Foreign funds pulled $58m (£43m) from local equities on Wednesday, the most in almost a year, and have sold a net $333m in an 11-day run of outflows. The index is down 2.3 per cent this quarter, the only decliner among major Asian markets.
Duterte’s threat to call US President Barack Obama a “son of a whore” if he criticised an anti-drug campaign that’s left around 2,400 dead, and the subsequent cancellation of a meeting between the leaders, “didn’t sit well” with overseas investors, said Rafael Palma Gil, a portfolio manager at Rizal Commercial Banking Group in Manila.
Duterte’s behaviour is taking the shine off a market that has been an investor favourite due to one of the highest economic growth rates in Asia.
“The latest incident raises concern that President Duterte’s unpredictable behavior in politics will be disruptive and could eventually spill into economics and business,” said Jonathan Ravelas, chief market strategist at BDO Unibank, the Philippines’ biggest lender.

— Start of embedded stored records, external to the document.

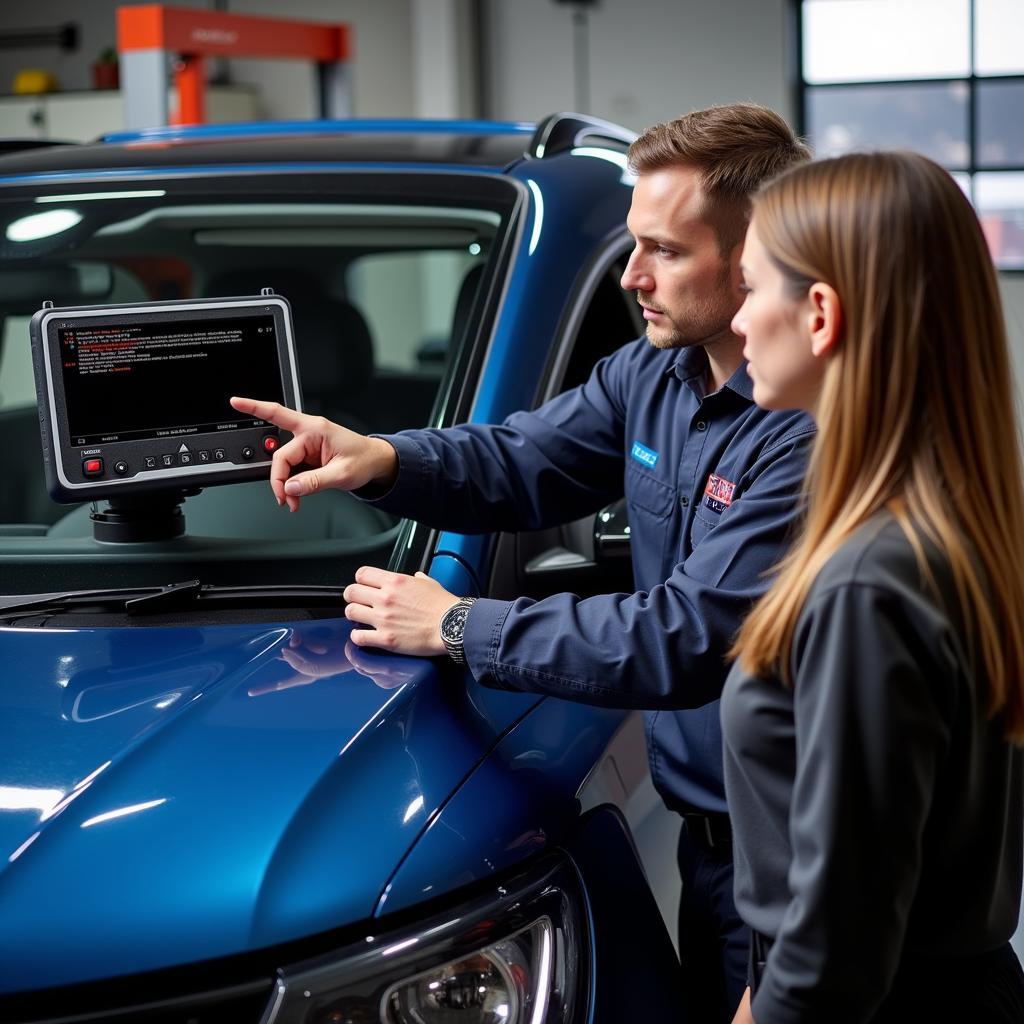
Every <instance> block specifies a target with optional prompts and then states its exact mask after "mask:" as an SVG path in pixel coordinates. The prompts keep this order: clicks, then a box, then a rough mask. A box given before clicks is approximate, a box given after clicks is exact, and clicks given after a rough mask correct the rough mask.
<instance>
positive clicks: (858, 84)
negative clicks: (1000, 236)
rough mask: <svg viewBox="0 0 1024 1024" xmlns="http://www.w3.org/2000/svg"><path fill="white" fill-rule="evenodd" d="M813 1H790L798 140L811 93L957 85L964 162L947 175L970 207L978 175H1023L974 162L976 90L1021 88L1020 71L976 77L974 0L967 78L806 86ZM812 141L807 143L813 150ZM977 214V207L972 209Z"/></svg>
mask: <svg viewBox="0 0 1024 1024" xmlns="http://www.w3.org/2000/svg"><path fill="white" fill-rule="evenodd" d="M809 2H814V0H791V4H790V11H791V37H792V39H793V42H794V45H793V47H792V51H791V52H792V53H793V55H794V61H795V63H794V65H793V66H792V67H793V93H794V110H795V111H796V122H797V130H798V132H799V134H800V135H801V136H802V137H806V136H807V121H808V95H809V93H810V92H811V91H818V90H822V91H826V90H829V89H837V88H839V89H846V88H849V87H851V86H877V87H879V88H887V89H897V90H898V89H900V88H901V87H906V86H910V87H913V86H921V85H952V84H961V83H963V84H964V85H966V86H967V89H968V100H967V112H966V117H967V145H968V159H967V163H966V165H965V166H964V167H949V168H947V170H948V171H949V172H950V174H953V175H961V176H963V177H965V178H966V179H967V181H968V189H969V190H968V198H969V199H970V200H971V203H972V205H973V206H974V205H975V196H976V191H975V187H976V186H975V179H976V176H977V175H978V174H990V173H994V174H999V173H1010V174H1024V163H1017V164H1009V163H1008V164H1002V165H1000V166H998V167H990V166H984V165H982V164H980V163H979V160H978V120H979V102H980V91H981V90H980V88H979V86H980V85H981V84H983V83H987V82H1015V83H1019V84H1020V85H1021V86H1022V87H1024V71H1022V72H1020V73H1019V74H995V75H979V74H977V73H976V71H975V62H976V56H977V54H976V52H975V50H976V45H975V44H976V38H975V36H976V24H977V0H967V3H968V26H967V28H968V59H969V69H970V71H969V74H968V75H967V76H949V77H942V76H939V77H931V78H902V79H853V78H851V79H844V80H842V81H838V82H808V81H807V79H806V78H805V77H804V48H805V44H806V40H805V39H804V7H805V5H806V4H807V3H809ZM814 141H815V140H814V139H811V140H810V142H811V145H812V148H813V145H814ZM975 209H976V210H977V207H976V206H975ZM992 261H993V263H994V265H995V269H996V270H997V272H998V273H1000V274H1012V275H1015V276H1024V265H1016V266H1000V265H999V263H998V261H997V258H996V256H995V254H994V253H993V254H992Z"/></svg>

It has “further weakened a market that’s already been made vulnerable by uncertainty over US interest rates, elevated valuations and overseas fund withdrawals,” he said.

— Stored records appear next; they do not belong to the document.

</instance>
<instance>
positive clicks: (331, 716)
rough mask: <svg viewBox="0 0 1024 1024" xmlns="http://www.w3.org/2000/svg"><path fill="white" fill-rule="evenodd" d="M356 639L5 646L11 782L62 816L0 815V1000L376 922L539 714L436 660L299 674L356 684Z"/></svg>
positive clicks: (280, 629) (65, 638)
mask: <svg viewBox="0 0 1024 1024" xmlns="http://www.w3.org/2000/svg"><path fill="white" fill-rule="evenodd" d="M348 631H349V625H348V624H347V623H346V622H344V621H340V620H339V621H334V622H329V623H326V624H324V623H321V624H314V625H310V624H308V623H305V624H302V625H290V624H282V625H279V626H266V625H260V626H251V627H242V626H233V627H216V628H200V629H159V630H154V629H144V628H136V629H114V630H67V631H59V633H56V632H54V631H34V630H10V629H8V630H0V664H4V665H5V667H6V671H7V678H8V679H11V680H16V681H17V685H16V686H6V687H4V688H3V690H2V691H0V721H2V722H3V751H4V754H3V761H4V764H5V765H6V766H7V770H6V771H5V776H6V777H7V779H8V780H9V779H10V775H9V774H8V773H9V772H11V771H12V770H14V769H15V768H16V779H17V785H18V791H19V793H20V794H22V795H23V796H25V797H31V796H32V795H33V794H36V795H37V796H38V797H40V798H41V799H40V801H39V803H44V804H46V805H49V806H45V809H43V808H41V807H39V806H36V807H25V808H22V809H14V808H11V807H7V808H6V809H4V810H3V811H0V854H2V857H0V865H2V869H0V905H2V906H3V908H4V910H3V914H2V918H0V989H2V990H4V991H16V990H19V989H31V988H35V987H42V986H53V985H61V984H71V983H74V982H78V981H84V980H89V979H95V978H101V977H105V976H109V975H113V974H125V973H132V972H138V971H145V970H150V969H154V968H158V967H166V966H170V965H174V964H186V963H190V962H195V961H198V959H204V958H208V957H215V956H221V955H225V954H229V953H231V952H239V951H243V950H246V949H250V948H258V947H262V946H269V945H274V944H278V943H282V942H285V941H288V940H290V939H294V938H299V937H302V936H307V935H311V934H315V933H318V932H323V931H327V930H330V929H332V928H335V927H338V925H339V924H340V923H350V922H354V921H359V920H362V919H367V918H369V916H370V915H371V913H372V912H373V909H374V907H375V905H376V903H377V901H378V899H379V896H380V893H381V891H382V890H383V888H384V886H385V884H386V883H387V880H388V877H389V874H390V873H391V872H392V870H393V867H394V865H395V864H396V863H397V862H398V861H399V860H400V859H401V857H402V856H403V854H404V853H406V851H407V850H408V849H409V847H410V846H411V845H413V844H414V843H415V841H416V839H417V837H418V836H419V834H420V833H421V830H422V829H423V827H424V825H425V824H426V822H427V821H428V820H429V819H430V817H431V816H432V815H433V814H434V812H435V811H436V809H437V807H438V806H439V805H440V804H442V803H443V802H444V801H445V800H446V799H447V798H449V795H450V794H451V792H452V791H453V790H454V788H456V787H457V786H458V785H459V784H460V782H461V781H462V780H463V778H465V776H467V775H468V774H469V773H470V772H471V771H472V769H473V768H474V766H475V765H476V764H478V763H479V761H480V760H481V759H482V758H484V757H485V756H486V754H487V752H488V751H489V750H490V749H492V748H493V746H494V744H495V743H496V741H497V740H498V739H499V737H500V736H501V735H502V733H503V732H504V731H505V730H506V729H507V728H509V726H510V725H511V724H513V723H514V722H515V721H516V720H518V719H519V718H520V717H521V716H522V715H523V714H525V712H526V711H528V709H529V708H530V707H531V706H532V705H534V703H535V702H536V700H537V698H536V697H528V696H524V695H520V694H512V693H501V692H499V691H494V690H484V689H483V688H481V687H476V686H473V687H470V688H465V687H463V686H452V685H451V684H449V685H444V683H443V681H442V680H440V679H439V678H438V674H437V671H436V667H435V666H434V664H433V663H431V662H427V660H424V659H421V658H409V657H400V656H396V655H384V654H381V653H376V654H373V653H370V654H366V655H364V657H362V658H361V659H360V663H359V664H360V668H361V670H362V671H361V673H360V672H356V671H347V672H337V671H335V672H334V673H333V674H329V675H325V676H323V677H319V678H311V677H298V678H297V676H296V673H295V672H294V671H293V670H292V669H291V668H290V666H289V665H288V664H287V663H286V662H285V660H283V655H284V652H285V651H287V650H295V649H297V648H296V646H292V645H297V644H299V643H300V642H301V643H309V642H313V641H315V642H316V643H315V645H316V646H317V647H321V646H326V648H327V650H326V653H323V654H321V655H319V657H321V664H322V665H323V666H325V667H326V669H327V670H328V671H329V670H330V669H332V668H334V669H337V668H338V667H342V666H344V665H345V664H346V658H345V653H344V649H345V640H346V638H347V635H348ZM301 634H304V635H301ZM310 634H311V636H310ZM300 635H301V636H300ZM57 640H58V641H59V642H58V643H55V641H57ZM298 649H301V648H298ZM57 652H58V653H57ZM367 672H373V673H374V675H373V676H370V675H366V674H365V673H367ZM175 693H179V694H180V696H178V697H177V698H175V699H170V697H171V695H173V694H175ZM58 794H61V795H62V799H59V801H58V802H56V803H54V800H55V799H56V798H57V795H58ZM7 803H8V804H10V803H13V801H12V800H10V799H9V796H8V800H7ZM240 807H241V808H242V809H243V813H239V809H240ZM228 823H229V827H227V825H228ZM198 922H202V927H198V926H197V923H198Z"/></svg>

The Philippine index is trading at 18.3 times 12-month estimated earnings. While that is down from 19.6 in July, it is still the highest in Asia and at a 32 per cent premium to the MSCI Asia Pacific Index. The country’s economy expanded 7 per cent last quarter from a year earlier, after 6.8 per cent growth in the first three months of 2016.

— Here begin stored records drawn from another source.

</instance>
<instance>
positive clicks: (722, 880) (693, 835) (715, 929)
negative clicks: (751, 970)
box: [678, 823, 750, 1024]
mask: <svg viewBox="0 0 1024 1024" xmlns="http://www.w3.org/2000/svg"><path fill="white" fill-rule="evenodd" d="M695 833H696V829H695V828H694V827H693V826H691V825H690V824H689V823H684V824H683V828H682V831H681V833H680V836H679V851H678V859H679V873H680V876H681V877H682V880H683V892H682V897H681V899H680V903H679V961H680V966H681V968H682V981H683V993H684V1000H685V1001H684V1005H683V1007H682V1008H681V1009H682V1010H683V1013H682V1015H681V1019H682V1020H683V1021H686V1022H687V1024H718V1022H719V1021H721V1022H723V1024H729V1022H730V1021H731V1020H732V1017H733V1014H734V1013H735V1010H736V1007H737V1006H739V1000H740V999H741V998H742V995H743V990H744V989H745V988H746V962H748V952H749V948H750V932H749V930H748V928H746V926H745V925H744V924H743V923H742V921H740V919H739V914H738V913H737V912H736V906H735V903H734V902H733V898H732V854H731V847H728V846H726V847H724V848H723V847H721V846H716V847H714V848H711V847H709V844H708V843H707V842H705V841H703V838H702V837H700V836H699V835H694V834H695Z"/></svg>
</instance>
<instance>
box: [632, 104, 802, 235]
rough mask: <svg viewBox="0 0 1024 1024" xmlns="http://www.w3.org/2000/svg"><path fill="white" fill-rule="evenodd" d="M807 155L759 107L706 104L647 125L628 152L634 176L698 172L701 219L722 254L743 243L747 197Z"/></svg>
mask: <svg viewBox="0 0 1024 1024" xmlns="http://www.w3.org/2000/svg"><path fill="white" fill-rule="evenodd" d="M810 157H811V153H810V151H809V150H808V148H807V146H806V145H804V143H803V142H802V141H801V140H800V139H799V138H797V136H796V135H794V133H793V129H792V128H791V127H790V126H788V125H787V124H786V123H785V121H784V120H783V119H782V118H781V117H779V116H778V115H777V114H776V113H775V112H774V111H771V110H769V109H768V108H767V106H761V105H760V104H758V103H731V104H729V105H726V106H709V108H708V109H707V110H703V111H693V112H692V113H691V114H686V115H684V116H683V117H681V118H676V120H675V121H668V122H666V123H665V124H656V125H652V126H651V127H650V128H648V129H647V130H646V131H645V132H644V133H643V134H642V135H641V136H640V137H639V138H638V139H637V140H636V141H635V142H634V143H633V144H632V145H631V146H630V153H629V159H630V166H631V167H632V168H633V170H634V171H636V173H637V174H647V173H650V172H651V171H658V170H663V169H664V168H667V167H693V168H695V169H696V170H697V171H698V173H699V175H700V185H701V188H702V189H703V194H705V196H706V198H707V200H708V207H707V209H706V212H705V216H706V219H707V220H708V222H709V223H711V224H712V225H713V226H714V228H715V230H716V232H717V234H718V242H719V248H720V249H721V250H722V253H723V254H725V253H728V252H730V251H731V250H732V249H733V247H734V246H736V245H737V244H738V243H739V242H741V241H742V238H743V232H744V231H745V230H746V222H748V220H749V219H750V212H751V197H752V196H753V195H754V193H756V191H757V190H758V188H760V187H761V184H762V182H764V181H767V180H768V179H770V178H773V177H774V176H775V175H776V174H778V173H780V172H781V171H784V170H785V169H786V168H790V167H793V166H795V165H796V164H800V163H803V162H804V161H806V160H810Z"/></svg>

Investors may be better off holding cash in the near term as the index could test its 7,500 support level, said Mr Ravelas. The gauge could fall as low as 7,330 in the next two months over concerns the budget deficit will rise when taxes are cut and spending raised, April Lee-Tan, head of research at COL Financial Group in Manila, said on Monday.
“Smart investors should take advantage of the weakness and accumulate because this is all sentiment-driven,“ said Mr Palma Gil. “Other than incendiary statements and killings related to the drug war, investors like Duterte’s economic and fiscal policies or at least what has been communicated so far,” he said, adding that he expected the index would go back up to 8,000.
A deadly bombing on 2 September in Davao City, Duterte’s hometown, and the president’s subsequent declaration of a “state of lawlessness” pose only a limited credit impact in the near term, Moody’s Investors Service said in a statement released on Wednesday.
“If recent events lead to prolonged uncertainty around security or economic policy, such a development would eventually dampen business confidence and consequently, economic outcomes,” Moody’s said. Duterte’s “increasingly controversial law and order policies could exact an opportunity cost for reform.”